Six essential clauses: (1) IPR vests in the purchaser including source code + documentation + IaC; (2) source-code escrow with defined release triggers (vendor bankruptcy, persistent SLA breach, contract termination); (3) data export in open standard formats; (4) infrastructure portability - ability to migrate to any cloud or on-prem; (5) knowledge-transfer plan with paid weeks of overlap to successor vendor; (6) exit-cooperation obligation surviving termination for 6 months at agreed rates.
Can a PSU exit a SAP/Oracle/Microsoft enterprise contract mid-term?
Technically yes - most enterprise contracts have termination-for-convenience clauses with notice periods (typically 90-180 days). Practically very expensive: forfeiture of remaining licence prepayments, data-migration costs (often Rs 50L-5Cr depending on scale), retraining of staff, and the integration unwinding. The smarter move is contract-renewal-time renegotiation: enterprise vendors will often discount 30-50% if a credible exit threat exists.
What is source-code escrow and is it mandatory for PSU IT contracts?
Source-code escrow is a tripartite agreement (department + vendor + escrow agent) where the vendor periodically deposits the latest source code, build scripts, and documentation with a neutral third-party agent. The agent releases the deposit to the department under defined trigger conditions (vendor bankruptcy, contract termination, SLA breach). Not legally mandatory but strongly recommended by CVC and CAG audit framework. Recognised escrow agents in India: NSDL, NIXI, KEONICS.
How long does vendor migration typically take in PSU IT?
For a complex enterprise system (HRMS/ERP/CRM with 1000+ users): 9-18 months end-to-end. Phases: vendor selection 2-3 months, data migration design 1-2 months, parallel run 3-6 months, cutover 1-2 months, post-cutover stabilisation 2-3 months. The PSU pays for both vendors during the parallel run period - often Rs 30L-2Cr in additional cost. Custom-built systems with proper handover clauses migrate 40-60% faster.
What is the open-source alternative for typical PSU enterprise stacks?
For HRMS/payroll: ERPNext, OrangeHRM, custom Laravel/Postgres builds. For ERP: ERPNext, Odoo. For database: PostgreSQL replaces Oracle in 90% of cases. For office productivity: ONLYOFFICE or Collabora (replaces Microsoft 365 for most use cases). For CRM: SuiteCRM, custom builds. The technical capability is there; the procurement/migration cost is the main barrier - which is why phased migration over 18-36 months tends to work better than big-bang.
Can a vendor really sue a PSU for breach if the PSU exits the contract?

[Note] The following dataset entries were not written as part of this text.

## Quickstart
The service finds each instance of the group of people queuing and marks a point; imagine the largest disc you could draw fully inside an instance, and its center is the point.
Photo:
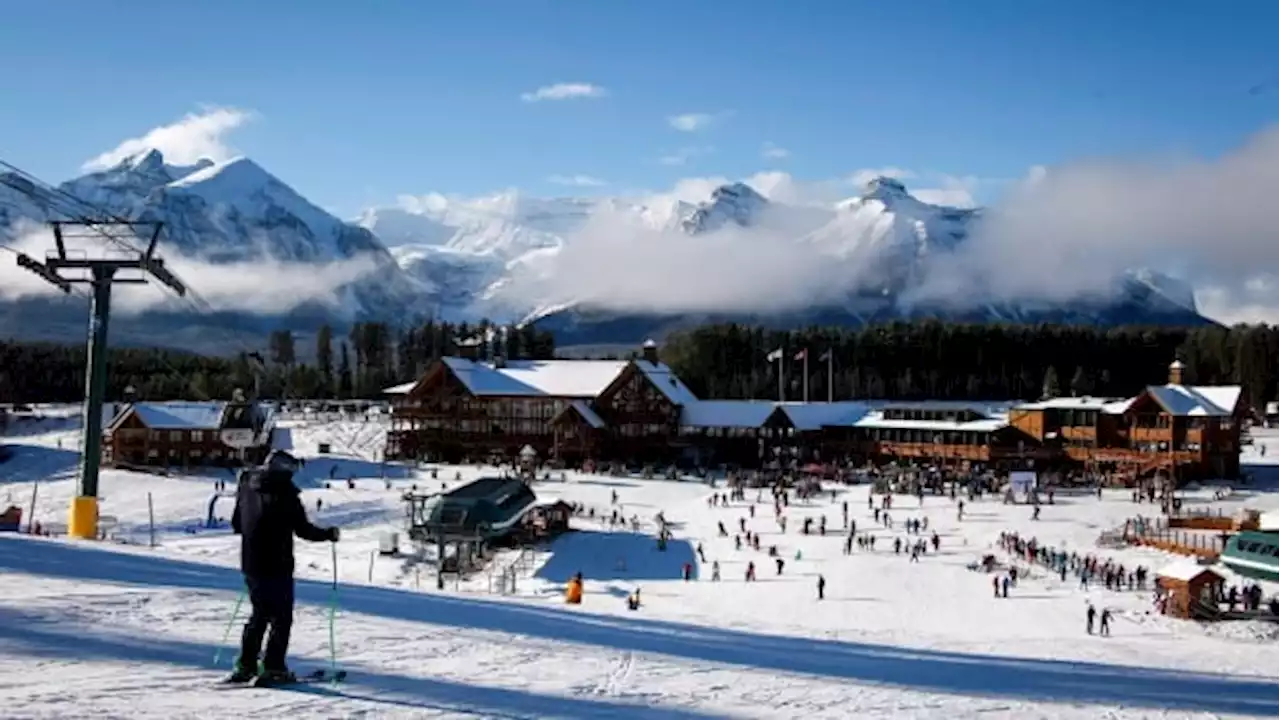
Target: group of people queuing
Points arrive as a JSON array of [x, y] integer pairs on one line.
[[1088, 569]]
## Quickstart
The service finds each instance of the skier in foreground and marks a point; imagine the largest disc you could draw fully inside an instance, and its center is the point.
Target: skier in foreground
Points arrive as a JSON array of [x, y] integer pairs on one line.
[[268, 514]]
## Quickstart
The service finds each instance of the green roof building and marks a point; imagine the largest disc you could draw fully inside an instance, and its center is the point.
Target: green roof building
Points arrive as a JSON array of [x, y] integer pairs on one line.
[[1253, 555]]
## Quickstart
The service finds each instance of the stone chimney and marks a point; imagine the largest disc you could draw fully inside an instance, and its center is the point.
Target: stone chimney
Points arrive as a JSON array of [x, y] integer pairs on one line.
[[470, 347], [649, 351]]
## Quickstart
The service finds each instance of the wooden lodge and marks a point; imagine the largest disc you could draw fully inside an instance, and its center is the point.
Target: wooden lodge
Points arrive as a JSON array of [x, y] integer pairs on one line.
[[186, 433], [1191, 591], [638, 411], [1183, 432]]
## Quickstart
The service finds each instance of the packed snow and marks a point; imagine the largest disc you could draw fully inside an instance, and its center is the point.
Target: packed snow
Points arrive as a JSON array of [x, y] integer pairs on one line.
[[124, 629]]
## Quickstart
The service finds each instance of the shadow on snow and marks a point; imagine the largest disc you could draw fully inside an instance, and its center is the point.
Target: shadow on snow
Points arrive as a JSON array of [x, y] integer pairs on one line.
[[30, 463], [32, 636], [603, 556], [919, 669]]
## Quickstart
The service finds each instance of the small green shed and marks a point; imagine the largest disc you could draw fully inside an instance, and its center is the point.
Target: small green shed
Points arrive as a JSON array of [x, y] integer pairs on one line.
[[1253, 555]]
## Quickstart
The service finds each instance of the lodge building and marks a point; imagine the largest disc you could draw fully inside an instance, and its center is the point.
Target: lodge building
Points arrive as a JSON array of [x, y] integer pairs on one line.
[[186, 433], [640, 411]]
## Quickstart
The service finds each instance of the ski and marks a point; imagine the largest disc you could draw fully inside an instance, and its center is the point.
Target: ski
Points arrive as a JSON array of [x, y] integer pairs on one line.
[[307, 679]]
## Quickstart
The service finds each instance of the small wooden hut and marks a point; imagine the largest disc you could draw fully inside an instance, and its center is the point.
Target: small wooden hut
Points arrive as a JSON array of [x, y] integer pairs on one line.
[[1192, 589]]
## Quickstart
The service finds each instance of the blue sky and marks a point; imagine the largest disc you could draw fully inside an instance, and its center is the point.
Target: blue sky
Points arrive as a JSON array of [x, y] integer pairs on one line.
[[355, 104]]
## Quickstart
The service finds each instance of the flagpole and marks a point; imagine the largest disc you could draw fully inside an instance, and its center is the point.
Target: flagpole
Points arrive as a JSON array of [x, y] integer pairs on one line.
[[807, 376], [782, 387], [831, 377]]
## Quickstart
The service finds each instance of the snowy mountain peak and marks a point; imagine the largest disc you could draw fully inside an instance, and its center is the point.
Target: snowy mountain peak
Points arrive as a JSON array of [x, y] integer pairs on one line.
[[730, 204], [885, 187], [232, 178]]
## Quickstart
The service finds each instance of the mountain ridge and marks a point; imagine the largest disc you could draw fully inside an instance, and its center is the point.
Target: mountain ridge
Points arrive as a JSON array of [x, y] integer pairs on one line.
[[458, 259]]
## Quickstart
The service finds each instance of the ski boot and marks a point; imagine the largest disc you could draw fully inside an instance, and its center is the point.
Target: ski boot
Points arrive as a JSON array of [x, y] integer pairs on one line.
[[242, 674]]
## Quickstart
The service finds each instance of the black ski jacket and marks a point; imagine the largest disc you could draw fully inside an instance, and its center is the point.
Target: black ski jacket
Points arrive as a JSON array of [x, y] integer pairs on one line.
[[268, 514]]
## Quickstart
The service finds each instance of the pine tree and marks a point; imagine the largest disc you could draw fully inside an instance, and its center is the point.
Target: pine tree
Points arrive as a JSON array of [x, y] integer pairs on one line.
[[1050, 387], [1080, 382], [324, 359], [344, 386]]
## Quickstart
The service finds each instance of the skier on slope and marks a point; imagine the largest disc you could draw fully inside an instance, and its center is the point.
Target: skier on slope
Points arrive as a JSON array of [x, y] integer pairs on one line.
[[268, 514]]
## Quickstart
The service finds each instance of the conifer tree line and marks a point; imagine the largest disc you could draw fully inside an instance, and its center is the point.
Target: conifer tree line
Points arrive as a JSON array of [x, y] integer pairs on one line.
[[933, 360], [357, 364], [924, 360]]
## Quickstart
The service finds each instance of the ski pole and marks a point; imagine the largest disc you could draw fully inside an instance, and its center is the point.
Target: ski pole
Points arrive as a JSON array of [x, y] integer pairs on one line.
[[227, 633], [333, 610]]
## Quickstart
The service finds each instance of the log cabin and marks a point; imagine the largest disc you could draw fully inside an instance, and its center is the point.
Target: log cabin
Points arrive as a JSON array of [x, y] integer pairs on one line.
[[568, 409], [186, 433], [1179, 431], [639, 411]]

Yes, but it's rare and usually settles. Standard government contracts include termination-for-convenience clauses that limit the vendor's recovery to actual damages (not lost profits). The bigger risk for the department is reputational and procedural - a CVC enquiry into why the contract was terminated, audit objection by CAG, parliamentary questions. The right defence is a documented file showing material breach, opportunity to cure, and procedural compliance with the contract's termination clause.